É daí que nasce um novelo sem pontas, revelado na atual crise, onde muitos se arvoram descumprir a lei, inclusive a Constituição, resultando numa barafunda de favores quase sempre imorais e sem nenhum o mais tênue vestígio de ética. 

Dessas trocas de favores, que eles, os políticos, chamam de alianças, têm resultado um verdadeiro engodo na gestão pública brasileira, onde a ideia de autonomia dos três poderes não passa de fantasia, onde a liberdade de um tem seu limite no compromisso assumido com o outro. De tão explícita essa enganação, que se repete em cada Legislatura, o povo se acostumou com a absoluta improdutividade de muitos senadores, deputados federais e estaduais e, sobretudo, de vereadores. Legislar para esses tem um enredo de negligência, de ignorância, de pouco caso com os interesses sociais e, muitas vezes, de puro deboche. 
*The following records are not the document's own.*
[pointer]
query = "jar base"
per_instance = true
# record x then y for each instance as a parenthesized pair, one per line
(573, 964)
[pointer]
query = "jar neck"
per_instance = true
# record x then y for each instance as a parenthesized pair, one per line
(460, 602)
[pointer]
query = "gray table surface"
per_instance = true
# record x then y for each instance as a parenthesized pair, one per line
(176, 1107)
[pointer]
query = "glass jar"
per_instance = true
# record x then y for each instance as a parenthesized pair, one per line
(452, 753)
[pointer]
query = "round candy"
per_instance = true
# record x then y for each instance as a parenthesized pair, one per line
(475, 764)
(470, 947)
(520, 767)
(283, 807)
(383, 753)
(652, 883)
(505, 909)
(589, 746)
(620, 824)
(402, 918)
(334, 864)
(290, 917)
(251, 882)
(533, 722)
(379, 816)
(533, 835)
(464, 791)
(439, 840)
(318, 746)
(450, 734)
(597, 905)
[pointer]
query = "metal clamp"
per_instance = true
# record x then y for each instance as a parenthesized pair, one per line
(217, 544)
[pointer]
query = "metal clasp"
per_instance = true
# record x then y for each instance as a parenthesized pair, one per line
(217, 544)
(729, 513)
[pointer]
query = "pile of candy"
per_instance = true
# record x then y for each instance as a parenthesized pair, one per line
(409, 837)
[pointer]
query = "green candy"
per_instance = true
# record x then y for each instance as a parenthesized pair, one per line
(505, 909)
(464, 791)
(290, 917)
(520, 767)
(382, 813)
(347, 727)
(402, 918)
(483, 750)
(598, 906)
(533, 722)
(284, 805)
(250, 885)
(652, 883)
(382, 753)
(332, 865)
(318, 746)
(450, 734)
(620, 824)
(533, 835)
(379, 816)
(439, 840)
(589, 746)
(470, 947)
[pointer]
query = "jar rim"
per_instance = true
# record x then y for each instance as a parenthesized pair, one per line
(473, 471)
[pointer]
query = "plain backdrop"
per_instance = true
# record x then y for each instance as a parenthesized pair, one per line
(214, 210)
Assim caminha a nossa nação, instável em seu regime político, com a renda da sociedade cada vez mais concentrada, a comemorar séculos de miséria social, de violência crescente e de outras iniquidades que dia-a-dia nos afasta cada vez mais da almejada civilidade. 

Ainda que todo esse quadro se apresente tão cristalino e óbvio, nossos legisladores se adentram em muitos fazeres inúteis, outros exercem seus mandatos em absoluto ritual de improdutividade. 

Em centenas das Câmaras Municipais, onde os mandatos são cumpridos com enorme esforço de uma sessão por semana, quando acontece, a produção do Legislador é zero ou, quando muito, resume-se à “discussão” sobre a previsão orçamentária que ocorre uma vez por ano e mais nada. 

Não significa, porém, que não apareçam projetos e leis em quantidade expressiva, quase sempre sem nenhuma discussão sobre suas viabilidades, justamente porque a maioria é sobre datas comemorativas como o “Dia da Morte do Boi”, por exemplo, e outras preciosidades. 

Se o tempo livre e aquele destinado à produção de legislação inútil fossem empregados em discussões com a sociedade nas escolas, nos clubes, nas associações e em outros meios o Legislador, além de ser cobrado por sua função pública, levaria às comunidades o ponto de vista de quem exerce o poder de Estado, no que resultaria, certamente, na construção do verdadeiro processo democrático. 

Mas não é essa a premissa que move nossos legisladores, a despeito das demandas sociais pelos serviços públicos em geral, se tornarem cada dia mais explícitas. 

O que verdadeiramente deslumbra a maioria de nossos mais de cinquenta mil legisladores são os interesses particulares, “legitimados” naquele momento de caça ao eleitor, mas negociados somente nos gabinetes de ar frio e de costas para as necessidades da população. 

E por falar em eleitores, eis que estamos em tempo de serem caçados, pois se trata da única maneira de o caçador se legitimar para assim se sentir no “direito” de negar o debate, de não se expor às críticas e cobranças e de se proclamar como representante do povo, pelo menos como farsa.